I’m just going to say “no”.

If you don’t need to work with the value, store it in a string. If you do, use a proper decimal type. (Your question may then apply to the internals of the decimal type, but the point is that that should be transparent to the developer accessing the decimal value.)


Most developers don't know the difference between a float and a decimal. I've had to fix this at least five times in my career.


My favorite is when someone tries to treat either a Zipcode or a CVV as a number.


I think that makes sense, given the room for confusion

Just curious does any country use fractions of a bill other then 1/100 (ie cents)


This was posted here regarding some similar discussion a while ago.

"Falsehoods programmers believe about prices"

https://gist.github.com/rgs/6509585


The USA does, for example. There are ten mill in a cent. Apparently Tunisia even has five-mill coins in circulation.

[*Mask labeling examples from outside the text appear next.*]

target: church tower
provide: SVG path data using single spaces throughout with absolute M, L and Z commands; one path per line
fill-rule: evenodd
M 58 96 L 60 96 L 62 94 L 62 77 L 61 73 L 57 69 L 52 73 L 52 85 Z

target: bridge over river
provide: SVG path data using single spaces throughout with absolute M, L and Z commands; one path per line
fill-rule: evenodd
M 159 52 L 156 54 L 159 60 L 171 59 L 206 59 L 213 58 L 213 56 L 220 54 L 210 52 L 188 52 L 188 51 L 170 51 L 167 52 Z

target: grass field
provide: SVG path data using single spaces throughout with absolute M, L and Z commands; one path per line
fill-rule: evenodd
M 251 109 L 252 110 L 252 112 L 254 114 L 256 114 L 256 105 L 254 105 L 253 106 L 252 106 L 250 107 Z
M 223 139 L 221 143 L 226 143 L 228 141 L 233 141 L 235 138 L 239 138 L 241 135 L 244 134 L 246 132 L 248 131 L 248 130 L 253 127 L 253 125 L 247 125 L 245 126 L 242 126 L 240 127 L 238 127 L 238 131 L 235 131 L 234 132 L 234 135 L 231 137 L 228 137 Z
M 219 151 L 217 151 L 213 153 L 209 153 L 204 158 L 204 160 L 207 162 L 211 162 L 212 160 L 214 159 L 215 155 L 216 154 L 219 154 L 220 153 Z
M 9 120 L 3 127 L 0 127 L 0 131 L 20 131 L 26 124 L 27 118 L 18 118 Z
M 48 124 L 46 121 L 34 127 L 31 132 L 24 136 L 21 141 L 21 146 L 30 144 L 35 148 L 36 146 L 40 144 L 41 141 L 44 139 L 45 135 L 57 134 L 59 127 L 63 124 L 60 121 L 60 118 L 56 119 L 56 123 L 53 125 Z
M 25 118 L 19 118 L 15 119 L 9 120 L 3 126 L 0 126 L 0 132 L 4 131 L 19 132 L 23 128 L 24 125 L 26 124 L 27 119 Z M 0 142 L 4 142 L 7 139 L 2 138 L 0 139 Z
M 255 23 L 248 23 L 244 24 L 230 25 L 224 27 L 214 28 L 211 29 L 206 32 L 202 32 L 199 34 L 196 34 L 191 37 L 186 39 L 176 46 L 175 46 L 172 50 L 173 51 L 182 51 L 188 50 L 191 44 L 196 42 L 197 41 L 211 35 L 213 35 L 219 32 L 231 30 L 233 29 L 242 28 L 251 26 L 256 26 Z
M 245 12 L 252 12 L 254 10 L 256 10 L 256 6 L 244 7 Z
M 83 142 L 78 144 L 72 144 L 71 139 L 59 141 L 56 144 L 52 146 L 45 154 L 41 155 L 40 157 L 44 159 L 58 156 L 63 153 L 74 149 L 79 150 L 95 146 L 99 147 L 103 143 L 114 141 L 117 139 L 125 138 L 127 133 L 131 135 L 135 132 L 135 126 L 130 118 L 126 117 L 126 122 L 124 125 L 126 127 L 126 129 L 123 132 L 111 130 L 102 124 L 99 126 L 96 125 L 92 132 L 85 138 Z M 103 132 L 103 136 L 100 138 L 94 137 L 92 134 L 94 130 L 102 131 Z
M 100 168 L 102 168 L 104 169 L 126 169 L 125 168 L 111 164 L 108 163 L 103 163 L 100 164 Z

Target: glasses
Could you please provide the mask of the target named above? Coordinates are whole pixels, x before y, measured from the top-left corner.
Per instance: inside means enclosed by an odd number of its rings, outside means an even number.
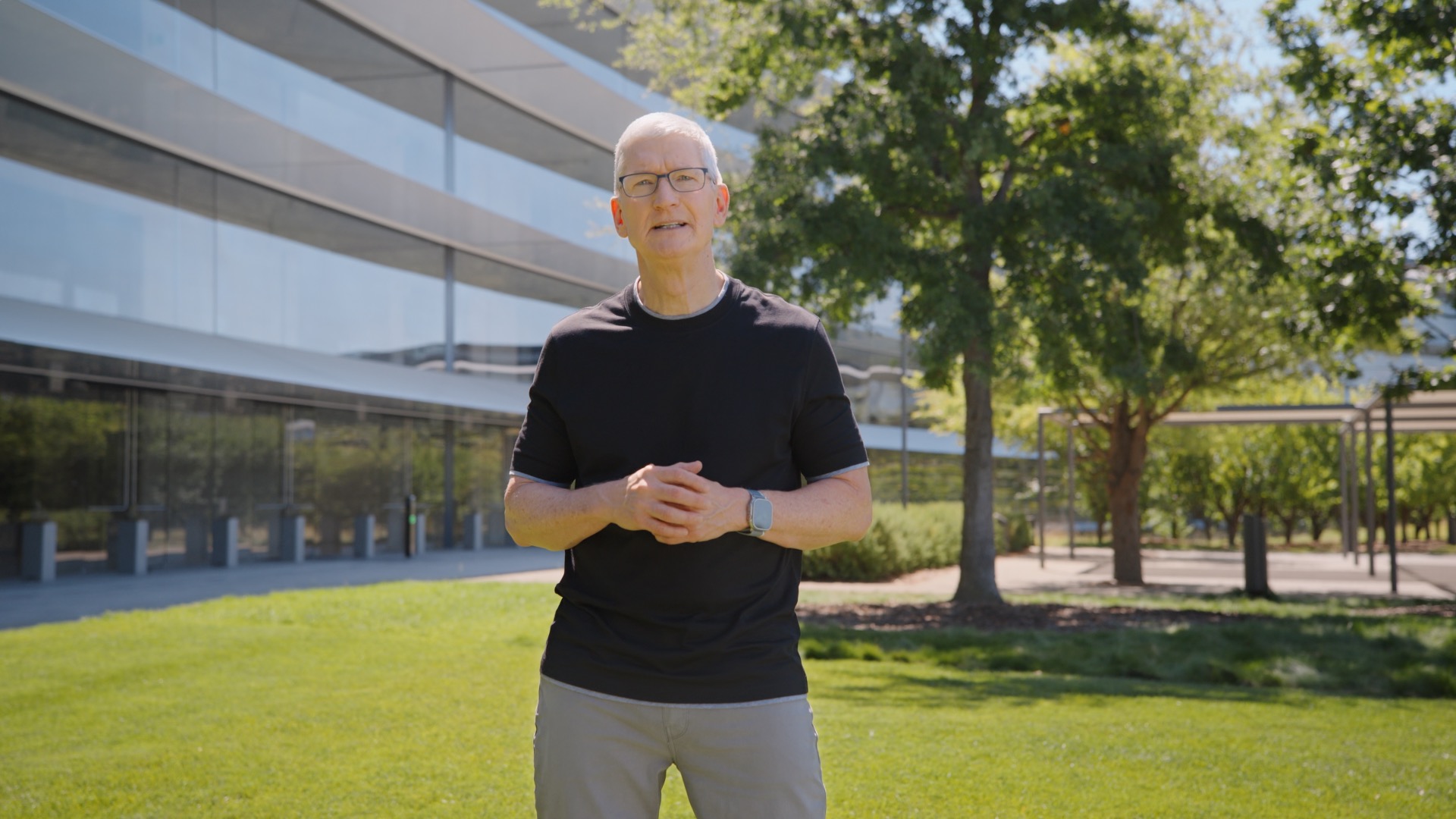
[[[622,192],[633,198],[655,194],[658,179],[667,179],[667,184],[678,194],[692,194],[693,191],[702,191],[703,185],[708,184],[708,169],[678,168],[667,173],[628,173],[626,176],[617,176]]]

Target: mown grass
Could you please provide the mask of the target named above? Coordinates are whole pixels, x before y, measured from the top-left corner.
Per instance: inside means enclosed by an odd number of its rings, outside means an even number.
[[[875,632],[812,625],[804,656],[1166,682],[1456,697],[1456,630],[1421,618],[1309,618],[1169,630]]]
[[[0,815],[530,816],[553,605],[397,583],[0,632]],[[833,816],[1456,812],[1444,701],[807,666]]]
[[[964,670],[1045,672],[1373,697],[1456,697],[1456,621],[1380,615],[1421,600],[1016,595],[1016,603],[1192,609],[1258,619],[1102,631],[863,631],[805,625],[801,651],[820,660],[895,660]],[[1376,612],[1376,614],[1370,614]]]

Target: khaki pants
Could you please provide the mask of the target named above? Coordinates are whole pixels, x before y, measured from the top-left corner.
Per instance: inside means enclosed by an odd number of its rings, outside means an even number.
[[[542,678],[536,707],[540,819],[648,819],[677,765],[699,819],[821,819],[818,734],[808,700],[670,705]]]

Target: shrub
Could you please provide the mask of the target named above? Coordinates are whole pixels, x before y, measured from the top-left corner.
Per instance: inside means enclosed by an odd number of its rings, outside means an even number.
[[[858,541],[804,555],[805,580],[890,580],[961,558],[961,504],[951,501],[877,503],[875,522]]]
[[[1031,548],[1032,542],[1031,522],[1026,520],[1025,514],[1012,514],[1002,525],[1002,536],[996,539],[996,551],[999,554],[1024,552]]]

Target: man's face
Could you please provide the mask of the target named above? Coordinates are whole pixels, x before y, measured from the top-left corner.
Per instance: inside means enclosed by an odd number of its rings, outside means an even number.
[[[703,152],[690,137],[667,134],[639,137],[622,149],[617,176],[667,173],[680,168],[702,168]],[[632,242],[646,261],[673,261],[711,252],[713,229],[728,217],[728,187],[712,179],[702,189],[680,192],[667,178],[645,197],[612,197],[612,219],[617,236]]]

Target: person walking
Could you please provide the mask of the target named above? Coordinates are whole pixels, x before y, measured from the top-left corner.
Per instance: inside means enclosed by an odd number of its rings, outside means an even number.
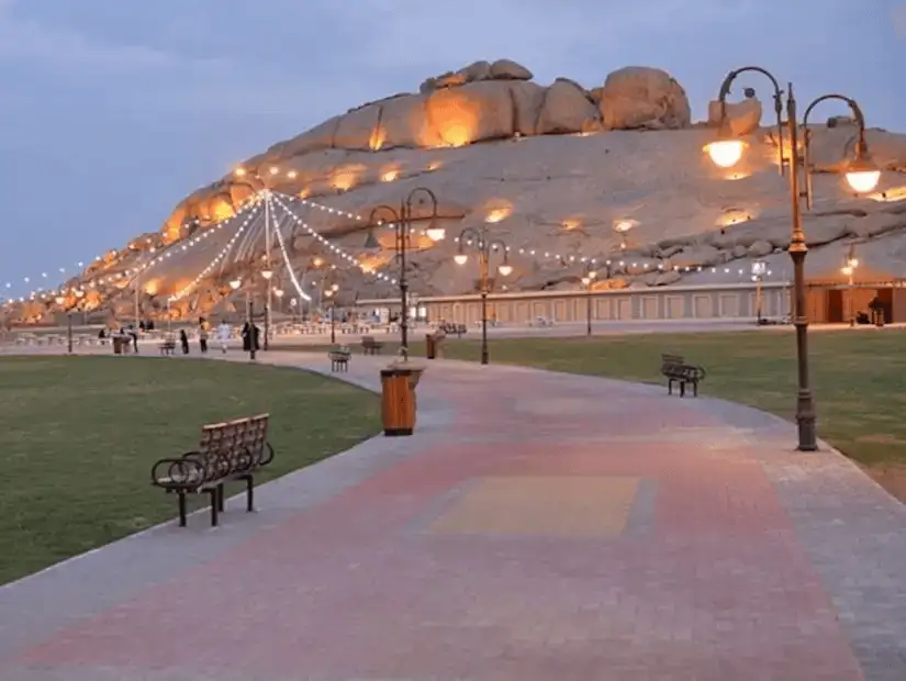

https://en.wikipedia.org/wiki/Mill_(currency)


Going to add to the other comments that the "1" is not a bill in many currencies. For example the smallest Euro bill is 5€.

Other currencies do not have a fractional part at all and use just one integer.


FWIW Japan doesn’t use fractions - 1 yen is approx 1 US penny. Lunch is 300-500 yen.


IIRC correctly one country uses three digits in the less than one realm. This site https://www.localeplanet.com/icu/currency.html has one three and even a four.


US gas stations frequently give prices in fractions of a cent.

https://www.marketplace.org/2018/10/11/why-do-gas-prices-end...


Meh, from what I've seen so far, it's just so people see, e.g. 2.55 $/gal with the tiny nine in the corner, stop by and get charged 2.559 $/gal (essentially squeezing that last cent out of customers.)

I'd be interested to hear if anyone else has seen any digit other than nine in the tenth-of-a-cent column though.


I believe it's because gas prices are quoted with tax (which is unusual in the US), and there is a federal tax ending in 9 tenths of a cent. Probably lobbied by the small 9 marquee digit manufacturers of america.


Australian fuel prices are listed in cents to one decimal place. >80% of the time the last digit is a nine, the rest of the time it’s most commonly a 5. I’ve seen other odd digits rarely, with even numbers just about unheard of. But what you actually pay will be rounded to the cent, or to the nearest 5¢ if you pay in cash.

The whole concept involved here is called psychological pricing (https://en.wikipedia.org/wiki/Psychological_pricing). I wish it was illegal.


Yes 1/1000 is very commom in the Arab world.